Le déclin du marché japonais s’explique par plusieurs facteurs structurels. La part du saké dans les boissons alcoolisées est passée de 70% après 1945 à seulement 5% en 2024. Cette baisse résulte de l’évolution des habitudes de consommation, de la concurrence d’autres boissons alcoolisées et des changements sociétaux. La consommation a chuté de 70% depuis les années 1970, atteignant aujourd’hui un tiers du pic de 1973.
Quelle est la situation du marché du saké en France ?
La France représente un marché dynamique pour le saké, occupant le 9e rang mondial des importateurs et le 1er rang en Europe. Les importations françaises sont passées de 816 000 euros en 2013 à 2,2 millions d’euros en 2019. En 2021, 438 363 litres ont été importés, soit une hausse de 65% par rapport à 2019. Les ventes dans la distribution spécialisée ont bondi de 127,9% en 2021 pour atteindre 3,77 millions d’euros.
Comment évolue la production de saké hors du Japon ?
La production internationale de saké se développe pour répondre à la demande croissante. Des brasseries s’implantent aux États-Unis (Hakkaisan depuis 2016, Dassai depuis trois ans) et en France (production de 50 000 litres annuels pour une brasserie française en 2024). Cette délocalisation vise à rapprocher la production des marchés cibles et à réduire les contraintes logistiques tout en démocratisant l’accès au produit.
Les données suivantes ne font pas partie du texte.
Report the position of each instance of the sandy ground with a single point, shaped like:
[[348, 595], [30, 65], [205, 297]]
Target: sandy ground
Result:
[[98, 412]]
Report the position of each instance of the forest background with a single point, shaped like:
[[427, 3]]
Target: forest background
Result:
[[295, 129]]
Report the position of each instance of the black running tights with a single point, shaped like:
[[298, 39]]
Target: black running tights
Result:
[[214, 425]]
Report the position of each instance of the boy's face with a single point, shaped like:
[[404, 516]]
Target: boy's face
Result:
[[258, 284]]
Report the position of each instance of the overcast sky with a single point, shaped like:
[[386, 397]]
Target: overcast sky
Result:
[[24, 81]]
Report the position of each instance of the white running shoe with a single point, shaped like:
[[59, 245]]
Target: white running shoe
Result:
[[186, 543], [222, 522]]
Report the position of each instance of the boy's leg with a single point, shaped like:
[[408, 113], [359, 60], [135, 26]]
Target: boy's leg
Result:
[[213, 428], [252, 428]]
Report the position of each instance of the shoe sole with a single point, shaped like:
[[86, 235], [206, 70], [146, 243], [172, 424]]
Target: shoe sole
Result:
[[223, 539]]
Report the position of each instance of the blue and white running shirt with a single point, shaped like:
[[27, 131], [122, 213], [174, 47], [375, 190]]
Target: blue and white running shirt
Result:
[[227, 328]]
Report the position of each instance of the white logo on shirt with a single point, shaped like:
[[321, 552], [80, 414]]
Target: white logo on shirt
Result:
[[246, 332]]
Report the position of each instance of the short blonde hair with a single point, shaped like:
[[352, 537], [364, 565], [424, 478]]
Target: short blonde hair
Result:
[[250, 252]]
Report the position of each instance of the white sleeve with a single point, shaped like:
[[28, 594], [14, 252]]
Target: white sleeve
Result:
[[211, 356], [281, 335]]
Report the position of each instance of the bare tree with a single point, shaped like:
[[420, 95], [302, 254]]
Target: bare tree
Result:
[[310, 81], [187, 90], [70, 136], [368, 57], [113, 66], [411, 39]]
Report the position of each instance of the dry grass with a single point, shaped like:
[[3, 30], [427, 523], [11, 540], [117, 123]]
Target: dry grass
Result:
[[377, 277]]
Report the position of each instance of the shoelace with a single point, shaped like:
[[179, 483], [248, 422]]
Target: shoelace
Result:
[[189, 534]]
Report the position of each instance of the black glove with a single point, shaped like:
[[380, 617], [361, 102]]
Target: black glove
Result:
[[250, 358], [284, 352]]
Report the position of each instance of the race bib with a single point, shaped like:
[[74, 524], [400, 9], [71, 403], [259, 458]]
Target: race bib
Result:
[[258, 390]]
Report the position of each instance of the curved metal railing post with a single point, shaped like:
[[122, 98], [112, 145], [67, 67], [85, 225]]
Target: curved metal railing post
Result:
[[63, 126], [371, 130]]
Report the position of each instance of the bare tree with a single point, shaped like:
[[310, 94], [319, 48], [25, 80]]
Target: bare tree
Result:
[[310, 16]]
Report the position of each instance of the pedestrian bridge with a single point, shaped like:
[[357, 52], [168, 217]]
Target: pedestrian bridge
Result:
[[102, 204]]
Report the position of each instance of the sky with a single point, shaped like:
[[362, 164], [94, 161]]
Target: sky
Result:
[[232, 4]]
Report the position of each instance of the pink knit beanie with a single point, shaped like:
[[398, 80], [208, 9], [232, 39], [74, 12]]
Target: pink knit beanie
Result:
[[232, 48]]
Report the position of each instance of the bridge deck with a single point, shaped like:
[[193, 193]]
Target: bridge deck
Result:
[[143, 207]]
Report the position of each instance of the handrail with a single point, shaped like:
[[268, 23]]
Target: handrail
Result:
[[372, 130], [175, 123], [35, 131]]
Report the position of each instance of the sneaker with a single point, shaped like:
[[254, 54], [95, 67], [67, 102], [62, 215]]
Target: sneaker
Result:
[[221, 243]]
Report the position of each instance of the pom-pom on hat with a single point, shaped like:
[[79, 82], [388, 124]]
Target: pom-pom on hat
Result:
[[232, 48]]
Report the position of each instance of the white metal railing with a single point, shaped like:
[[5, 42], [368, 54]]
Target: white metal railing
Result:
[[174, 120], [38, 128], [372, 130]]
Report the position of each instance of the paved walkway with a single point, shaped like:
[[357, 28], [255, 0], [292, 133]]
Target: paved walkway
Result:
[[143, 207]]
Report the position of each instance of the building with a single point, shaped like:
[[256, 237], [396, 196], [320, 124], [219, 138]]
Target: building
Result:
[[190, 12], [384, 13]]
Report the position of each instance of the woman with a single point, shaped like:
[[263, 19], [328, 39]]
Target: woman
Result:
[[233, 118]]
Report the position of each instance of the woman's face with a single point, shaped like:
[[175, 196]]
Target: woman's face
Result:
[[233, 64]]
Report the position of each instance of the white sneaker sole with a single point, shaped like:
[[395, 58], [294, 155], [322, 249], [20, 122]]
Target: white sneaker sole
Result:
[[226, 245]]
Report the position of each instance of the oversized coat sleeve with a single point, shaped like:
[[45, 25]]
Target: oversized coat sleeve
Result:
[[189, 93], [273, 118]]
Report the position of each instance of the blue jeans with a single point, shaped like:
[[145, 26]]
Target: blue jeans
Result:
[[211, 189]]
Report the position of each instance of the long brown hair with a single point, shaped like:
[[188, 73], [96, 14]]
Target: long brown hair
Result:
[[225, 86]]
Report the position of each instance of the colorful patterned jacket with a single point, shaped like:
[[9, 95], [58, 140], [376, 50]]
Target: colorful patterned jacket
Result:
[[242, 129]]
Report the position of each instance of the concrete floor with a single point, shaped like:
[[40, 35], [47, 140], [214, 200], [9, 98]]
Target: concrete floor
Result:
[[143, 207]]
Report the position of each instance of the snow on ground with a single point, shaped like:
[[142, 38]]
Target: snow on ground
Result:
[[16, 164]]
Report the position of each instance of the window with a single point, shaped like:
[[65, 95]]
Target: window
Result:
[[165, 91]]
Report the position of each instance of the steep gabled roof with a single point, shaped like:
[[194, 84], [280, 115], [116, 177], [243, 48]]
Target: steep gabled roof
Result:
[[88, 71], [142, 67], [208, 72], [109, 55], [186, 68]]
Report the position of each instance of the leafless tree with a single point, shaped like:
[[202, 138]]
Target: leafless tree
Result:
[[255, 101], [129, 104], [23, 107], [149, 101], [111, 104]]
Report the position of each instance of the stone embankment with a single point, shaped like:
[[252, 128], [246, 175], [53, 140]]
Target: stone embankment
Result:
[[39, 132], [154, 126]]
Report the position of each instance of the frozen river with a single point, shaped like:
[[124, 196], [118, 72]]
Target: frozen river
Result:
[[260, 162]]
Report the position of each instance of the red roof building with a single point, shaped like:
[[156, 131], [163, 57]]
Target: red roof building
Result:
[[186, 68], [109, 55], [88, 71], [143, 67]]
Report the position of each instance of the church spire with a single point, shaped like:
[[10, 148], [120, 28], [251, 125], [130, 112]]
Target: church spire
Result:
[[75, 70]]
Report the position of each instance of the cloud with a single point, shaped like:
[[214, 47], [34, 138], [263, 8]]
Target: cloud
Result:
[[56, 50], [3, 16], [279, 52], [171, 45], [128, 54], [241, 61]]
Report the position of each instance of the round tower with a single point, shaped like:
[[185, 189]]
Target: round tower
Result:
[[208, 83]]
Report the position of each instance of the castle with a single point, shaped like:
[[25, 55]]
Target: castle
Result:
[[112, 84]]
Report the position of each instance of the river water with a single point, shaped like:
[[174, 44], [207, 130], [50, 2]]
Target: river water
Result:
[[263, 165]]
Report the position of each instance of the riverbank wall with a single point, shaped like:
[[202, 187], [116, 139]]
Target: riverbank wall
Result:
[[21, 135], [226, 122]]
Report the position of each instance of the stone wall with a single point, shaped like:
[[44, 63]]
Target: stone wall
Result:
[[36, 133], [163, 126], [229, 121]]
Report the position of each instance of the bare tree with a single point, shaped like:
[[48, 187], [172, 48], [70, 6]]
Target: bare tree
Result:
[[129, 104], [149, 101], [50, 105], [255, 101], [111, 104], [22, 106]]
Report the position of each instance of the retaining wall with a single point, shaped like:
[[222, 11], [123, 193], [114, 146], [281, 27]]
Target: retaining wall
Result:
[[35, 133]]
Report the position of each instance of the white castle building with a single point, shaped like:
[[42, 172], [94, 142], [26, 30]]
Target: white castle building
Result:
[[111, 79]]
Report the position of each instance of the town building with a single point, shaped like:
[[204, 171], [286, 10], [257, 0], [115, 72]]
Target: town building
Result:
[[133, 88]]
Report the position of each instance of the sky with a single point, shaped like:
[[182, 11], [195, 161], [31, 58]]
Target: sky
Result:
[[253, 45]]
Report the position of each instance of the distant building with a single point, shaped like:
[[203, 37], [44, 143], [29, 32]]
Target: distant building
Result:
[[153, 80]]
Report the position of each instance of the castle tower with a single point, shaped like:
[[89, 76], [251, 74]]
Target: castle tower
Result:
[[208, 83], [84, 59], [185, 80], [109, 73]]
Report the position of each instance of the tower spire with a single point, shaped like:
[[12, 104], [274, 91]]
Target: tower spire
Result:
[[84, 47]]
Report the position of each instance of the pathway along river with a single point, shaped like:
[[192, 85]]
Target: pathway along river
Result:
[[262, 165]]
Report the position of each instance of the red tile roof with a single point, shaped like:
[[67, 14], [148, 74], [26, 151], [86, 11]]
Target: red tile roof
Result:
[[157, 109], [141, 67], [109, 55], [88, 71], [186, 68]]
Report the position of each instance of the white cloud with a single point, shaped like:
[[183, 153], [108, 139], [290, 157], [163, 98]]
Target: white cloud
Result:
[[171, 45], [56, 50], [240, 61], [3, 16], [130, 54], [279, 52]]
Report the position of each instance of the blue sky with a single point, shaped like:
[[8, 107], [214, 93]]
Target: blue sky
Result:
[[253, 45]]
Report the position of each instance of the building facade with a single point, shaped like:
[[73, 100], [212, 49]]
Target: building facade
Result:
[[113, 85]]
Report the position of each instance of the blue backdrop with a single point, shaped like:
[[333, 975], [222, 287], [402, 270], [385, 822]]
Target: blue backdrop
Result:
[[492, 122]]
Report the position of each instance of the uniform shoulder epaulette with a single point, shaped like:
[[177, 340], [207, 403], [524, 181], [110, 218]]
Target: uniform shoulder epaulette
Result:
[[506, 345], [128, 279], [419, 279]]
Quelles sont les innovations dans le secteur du saké ?
L’innovation se concentre sur les formats et la distribution. Kura One propose depuis 2023 un abonnement mondial de saké en canettes de 180ml, disponible dans plus de 100 pays avec 21 marques japonaises. Les prix d’entrée s’abaissent avec des cuvées à partir de 16 euros. La montée en gamme se développe également avec des sakés premium (ginjo, daiginjo) et des méthodes d’élevage originales pour différencier l’offre.